I teach at a high poverty Title I high school with a large immigrant population in Gaithersburg, MD. 74% of our students have been eligible for free and reduced meals at some point. Many of my students have large gaps in their learning from moving often and being in and out of school.
The majority of kids in my classes come from impoverished backgrounds and face many challenges- jobs after school to help their families, learning new languages, and a lack of access to books and computers at home.
My ESOL Biology students often have limited education in their own language, much less in English, and little experience with using technology.
The students I teach all grew up not far from where I did, so I am aware of the types of struggles they face on a personal level. Parents in our community are incredibly supportive, but many are working, some more than one job, and we simply don't have the kind of PTA participation that leads to raising the supplementary funds wealthier communities can contribute. My kids are bright, hard-working, and deserve to have as many opportunities as can possibly be provided.

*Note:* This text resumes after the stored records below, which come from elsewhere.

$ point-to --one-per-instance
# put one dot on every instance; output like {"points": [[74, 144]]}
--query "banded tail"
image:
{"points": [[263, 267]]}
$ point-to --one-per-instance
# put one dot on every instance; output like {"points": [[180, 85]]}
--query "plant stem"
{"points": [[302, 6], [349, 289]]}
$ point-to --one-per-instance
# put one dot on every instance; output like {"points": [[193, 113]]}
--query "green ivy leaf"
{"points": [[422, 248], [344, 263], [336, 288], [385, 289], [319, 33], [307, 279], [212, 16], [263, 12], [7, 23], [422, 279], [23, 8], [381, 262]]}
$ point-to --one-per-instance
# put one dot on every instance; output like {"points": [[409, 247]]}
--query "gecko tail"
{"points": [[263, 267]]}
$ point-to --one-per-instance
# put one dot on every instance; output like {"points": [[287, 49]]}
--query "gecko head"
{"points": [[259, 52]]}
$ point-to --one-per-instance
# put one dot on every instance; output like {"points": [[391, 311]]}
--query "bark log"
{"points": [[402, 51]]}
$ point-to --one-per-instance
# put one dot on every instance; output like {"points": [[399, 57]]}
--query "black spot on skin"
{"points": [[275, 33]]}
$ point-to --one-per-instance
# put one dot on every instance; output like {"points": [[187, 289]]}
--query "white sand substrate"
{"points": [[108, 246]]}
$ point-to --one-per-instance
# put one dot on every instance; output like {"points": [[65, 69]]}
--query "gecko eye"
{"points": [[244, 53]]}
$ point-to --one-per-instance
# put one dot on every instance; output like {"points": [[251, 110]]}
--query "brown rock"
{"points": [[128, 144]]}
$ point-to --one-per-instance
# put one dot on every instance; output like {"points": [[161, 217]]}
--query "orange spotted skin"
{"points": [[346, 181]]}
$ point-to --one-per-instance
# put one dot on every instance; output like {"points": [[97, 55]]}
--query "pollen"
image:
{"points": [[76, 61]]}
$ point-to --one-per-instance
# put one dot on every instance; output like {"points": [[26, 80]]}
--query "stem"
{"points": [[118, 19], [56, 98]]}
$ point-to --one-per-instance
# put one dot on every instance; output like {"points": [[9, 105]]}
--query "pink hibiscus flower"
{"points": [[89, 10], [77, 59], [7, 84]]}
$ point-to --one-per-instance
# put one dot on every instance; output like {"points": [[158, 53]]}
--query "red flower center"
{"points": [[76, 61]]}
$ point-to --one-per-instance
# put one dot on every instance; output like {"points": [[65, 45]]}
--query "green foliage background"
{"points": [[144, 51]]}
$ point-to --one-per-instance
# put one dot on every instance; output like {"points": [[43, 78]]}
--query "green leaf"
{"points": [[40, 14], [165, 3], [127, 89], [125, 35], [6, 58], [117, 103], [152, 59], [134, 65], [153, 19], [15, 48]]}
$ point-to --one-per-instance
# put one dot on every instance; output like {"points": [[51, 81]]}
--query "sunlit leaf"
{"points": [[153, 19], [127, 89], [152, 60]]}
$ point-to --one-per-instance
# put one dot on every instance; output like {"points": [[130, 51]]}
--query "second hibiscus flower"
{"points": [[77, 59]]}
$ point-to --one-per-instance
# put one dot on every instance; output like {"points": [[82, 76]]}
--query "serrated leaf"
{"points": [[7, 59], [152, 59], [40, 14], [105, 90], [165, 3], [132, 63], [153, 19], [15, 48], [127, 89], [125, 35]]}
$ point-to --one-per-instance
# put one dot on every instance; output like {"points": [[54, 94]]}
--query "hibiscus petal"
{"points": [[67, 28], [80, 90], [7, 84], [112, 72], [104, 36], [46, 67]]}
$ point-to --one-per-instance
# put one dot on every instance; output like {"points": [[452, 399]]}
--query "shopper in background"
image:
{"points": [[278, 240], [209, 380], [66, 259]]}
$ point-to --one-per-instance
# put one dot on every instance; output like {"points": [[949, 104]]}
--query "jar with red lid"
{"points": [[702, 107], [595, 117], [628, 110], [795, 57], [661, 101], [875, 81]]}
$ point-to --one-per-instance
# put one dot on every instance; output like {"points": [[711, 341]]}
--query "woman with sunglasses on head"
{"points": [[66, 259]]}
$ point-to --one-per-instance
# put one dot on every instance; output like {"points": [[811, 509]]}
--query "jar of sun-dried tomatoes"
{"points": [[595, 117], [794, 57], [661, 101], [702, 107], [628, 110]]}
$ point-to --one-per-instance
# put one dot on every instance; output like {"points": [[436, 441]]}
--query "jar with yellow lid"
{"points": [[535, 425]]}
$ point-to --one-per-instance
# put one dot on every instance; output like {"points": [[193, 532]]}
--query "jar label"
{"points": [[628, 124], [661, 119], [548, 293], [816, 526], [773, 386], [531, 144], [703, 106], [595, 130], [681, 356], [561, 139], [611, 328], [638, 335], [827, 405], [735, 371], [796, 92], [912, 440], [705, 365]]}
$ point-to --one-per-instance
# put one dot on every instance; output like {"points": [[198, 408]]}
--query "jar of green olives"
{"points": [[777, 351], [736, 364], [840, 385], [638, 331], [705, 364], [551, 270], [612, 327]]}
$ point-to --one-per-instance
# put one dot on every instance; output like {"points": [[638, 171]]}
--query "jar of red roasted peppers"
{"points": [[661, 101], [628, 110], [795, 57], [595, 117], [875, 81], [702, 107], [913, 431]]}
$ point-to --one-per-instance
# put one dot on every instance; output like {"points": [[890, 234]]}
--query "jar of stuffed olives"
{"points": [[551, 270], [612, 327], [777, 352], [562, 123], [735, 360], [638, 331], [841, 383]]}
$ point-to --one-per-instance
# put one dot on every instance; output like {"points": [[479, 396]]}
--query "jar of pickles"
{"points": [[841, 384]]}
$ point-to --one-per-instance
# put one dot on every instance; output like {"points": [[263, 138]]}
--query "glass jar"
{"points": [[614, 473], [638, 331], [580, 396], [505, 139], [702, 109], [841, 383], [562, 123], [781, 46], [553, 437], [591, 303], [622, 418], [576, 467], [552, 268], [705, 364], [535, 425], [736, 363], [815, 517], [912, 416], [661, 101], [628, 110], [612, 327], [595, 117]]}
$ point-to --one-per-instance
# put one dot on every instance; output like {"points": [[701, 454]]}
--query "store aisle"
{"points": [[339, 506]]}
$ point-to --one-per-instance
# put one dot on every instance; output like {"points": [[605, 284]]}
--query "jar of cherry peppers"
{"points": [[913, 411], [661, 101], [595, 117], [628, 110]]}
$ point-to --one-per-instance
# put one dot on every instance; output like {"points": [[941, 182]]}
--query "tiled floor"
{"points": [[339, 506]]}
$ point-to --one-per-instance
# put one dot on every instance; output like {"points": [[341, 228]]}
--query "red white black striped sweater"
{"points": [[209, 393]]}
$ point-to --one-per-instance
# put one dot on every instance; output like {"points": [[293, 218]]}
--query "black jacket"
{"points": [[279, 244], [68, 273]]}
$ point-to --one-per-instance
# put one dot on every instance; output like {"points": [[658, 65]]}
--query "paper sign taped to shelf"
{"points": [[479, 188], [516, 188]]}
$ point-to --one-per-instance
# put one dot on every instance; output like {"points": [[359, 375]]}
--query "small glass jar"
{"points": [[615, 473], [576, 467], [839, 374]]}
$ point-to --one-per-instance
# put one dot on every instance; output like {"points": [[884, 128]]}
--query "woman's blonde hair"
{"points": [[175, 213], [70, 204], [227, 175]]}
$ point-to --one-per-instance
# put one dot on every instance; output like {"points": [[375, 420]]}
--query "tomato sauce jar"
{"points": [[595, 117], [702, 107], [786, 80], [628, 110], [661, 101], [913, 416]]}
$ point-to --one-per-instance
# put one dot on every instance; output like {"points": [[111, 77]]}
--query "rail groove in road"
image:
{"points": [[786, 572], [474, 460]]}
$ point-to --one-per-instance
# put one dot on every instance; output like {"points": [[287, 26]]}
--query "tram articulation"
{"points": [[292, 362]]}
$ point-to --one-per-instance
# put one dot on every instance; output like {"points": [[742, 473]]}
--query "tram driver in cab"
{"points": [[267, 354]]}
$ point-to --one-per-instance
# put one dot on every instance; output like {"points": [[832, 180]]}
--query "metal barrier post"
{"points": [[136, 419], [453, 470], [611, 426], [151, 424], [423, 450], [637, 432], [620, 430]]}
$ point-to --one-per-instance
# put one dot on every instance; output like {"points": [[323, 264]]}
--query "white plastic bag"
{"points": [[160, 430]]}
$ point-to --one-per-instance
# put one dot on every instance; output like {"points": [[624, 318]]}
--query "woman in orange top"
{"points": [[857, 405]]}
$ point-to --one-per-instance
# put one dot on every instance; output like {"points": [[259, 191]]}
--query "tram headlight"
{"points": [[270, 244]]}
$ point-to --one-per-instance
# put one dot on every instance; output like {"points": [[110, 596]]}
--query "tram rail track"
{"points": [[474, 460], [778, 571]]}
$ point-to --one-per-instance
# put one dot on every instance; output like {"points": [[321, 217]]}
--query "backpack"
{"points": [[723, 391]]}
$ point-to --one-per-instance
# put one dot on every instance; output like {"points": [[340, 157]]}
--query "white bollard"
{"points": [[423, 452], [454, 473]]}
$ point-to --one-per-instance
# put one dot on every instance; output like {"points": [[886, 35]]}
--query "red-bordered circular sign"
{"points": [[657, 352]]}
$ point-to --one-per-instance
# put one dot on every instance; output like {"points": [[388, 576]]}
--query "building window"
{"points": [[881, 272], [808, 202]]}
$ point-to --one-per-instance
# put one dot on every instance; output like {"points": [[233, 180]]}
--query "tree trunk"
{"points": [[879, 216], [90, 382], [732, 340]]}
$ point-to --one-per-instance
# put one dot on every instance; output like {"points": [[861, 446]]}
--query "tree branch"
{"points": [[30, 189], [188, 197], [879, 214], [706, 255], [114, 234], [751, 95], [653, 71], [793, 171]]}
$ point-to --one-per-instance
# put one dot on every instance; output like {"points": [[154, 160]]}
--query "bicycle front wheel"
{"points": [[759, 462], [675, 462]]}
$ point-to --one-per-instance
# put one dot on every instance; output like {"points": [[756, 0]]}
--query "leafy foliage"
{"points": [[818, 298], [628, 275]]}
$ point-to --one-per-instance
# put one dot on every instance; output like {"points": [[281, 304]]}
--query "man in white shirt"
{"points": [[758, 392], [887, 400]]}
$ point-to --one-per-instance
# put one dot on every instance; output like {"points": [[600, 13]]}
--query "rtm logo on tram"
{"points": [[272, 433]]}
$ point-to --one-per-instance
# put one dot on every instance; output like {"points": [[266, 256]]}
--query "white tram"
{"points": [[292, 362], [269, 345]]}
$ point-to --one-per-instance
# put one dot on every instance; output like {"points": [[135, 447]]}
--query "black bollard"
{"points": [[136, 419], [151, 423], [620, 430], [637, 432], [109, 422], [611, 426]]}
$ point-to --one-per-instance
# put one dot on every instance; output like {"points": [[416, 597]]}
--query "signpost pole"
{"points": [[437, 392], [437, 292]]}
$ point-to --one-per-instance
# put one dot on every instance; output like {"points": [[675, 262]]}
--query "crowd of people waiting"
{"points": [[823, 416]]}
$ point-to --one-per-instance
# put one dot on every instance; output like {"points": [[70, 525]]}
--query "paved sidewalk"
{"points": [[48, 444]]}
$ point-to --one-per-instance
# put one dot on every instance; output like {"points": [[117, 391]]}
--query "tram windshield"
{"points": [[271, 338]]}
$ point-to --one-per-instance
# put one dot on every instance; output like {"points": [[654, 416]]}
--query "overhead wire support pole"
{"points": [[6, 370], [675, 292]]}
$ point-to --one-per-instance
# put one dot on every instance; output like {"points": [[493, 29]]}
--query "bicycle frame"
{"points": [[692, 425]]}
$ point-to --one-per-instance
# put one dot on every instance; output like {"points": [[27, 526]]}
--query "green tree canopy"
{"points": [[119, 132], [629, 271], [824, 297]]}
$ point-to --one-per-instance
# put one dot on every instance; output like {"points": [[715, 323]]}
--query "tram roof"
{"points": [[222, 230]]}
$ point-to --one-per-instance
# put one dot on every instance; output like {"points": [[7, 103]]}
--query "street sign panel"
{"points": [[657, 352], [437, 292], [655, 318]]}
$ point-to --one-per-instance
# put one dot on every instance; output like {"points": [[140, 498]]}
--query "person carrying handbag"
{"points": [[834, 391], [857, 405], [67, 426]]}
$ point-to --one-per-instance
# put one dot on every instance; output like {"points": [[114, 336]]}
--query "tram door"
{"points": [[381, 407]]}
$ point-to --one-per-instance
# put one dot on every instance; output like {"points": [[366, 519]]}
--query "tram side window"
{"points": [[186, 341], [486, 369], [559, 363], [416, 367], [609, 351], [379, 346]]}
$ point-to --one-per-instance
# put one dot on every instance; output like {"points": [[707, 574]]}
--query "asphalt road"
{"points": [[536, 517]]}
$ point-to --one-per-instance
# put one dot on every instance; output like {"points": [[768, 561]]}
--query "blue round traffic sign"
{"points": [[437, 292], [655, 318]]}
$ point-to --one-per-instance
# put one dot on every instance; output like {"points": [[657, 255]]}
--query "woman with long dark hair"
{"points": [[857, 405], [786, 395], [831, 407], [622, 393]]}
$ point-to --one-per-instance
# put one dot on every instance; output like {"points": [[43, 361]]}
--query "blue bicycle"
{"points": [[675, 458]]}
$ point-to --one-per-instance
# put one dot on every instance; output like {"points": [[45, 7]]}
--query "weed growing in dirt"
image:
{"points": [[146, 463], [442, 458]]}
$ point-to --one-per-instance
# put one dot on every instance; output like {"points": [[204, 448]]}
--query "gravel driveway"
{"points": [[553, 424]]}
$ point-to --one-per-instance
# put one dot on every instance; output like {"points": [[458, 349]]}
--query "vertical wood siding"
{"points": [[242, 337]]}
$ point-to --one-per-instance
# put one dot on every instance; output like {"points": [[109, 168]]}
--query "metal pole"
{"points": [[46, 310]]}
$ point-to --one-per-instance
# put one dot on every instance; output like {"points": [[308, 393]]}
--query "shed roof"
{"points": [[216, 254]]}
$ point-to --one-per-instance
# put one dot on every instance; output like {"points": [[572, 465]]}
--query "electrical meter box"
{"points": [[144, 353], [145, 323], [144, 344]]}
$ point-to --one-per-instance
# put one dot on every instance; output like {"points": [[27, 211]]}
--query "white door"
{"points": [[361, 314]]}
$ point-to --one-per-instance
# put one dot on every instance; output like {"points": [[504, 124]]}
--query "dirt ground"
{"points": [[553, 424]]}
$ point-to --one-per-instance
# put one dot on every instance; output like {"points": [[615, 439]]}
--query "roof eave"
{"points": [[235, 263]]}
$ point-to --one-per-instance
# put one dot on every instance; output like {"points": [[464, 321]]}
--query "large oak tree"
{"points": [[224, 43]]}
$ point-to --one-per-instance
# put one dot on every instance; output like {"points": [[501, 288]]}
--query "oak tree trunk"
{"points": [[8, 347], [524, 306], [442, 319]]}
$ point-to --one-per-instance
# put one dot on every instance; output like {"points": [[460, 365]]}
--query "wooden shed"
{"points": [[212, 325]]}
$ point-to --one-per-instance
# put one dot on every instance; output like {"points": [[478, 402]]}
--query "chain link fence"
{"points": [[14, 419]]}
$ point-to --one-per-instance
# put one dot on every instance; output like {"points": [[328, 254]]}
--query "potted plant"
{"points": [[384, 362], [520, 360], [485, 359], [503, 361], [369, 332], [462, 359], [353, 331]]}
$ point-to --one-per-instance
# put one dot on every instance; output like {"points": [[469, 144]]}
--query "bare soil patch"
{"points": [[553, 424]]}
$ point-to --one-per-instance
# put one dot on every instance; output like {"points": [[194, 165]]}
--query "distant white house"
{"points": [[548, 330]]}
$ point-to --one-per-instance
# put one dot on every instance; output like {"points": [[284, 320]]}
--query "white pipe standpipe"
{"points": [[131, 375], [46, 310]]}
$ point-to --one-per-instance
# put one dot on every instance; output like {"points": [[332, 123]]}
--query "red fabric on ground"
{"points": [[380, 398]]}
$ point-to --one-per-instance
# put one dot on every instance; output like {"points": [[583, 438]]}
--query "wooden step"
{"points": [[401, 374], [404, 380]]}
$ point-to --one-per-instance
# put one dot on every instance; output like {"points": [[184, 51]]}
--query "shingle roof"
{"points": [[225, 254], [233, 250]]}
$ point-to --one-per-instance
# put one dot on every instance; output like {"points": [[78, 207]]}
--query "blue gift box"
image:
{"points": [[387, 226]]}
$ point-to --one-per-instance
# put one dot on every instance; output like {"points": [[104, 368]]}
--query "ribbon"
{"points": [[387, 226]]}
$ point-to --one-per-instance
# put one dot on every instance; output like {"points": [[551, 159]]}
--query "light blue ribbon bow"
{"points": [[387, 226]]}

My students need to have access to technology on a daily basis to build skills necessary for college and career. Technology helps immensely in supporting ESOL and Special Education students increase their independence in learning. Presently, computers are only available by competing with other classes to sign up for limited computer lab space. The technology we do have is outdated and often doesn't work- my students regularly have to share computers if we can get a spot in a computer lab.
Having computers in our classroom would change the way we can approach nearly every learning experience.
The benefits of having technology available every day in our Science classroom are innumerable: we would be able analyze data for experiments using professional software, learn from interactive simulations of labs which are either too dangerous or too expensive to conduct in real life, build websites, construct electronic presentations, and research the most up-to-date science. Students would be able to practice word processor skills and see spelling and grammatical errors to correct immediately, my ESOL and Special Education students would have the ability to look up words they don't yet know or images to support their learning without slowing down or swallowing their pride to ask for help.
I want more than anything for my students to be prepared for success in the "real world" which they will soon be entering- in order for that to happen they must develop skills applicable to eventually becoming productive members of the workforce. Computer and research skills are vital to that effort and regular use of technology is imperative to our goals.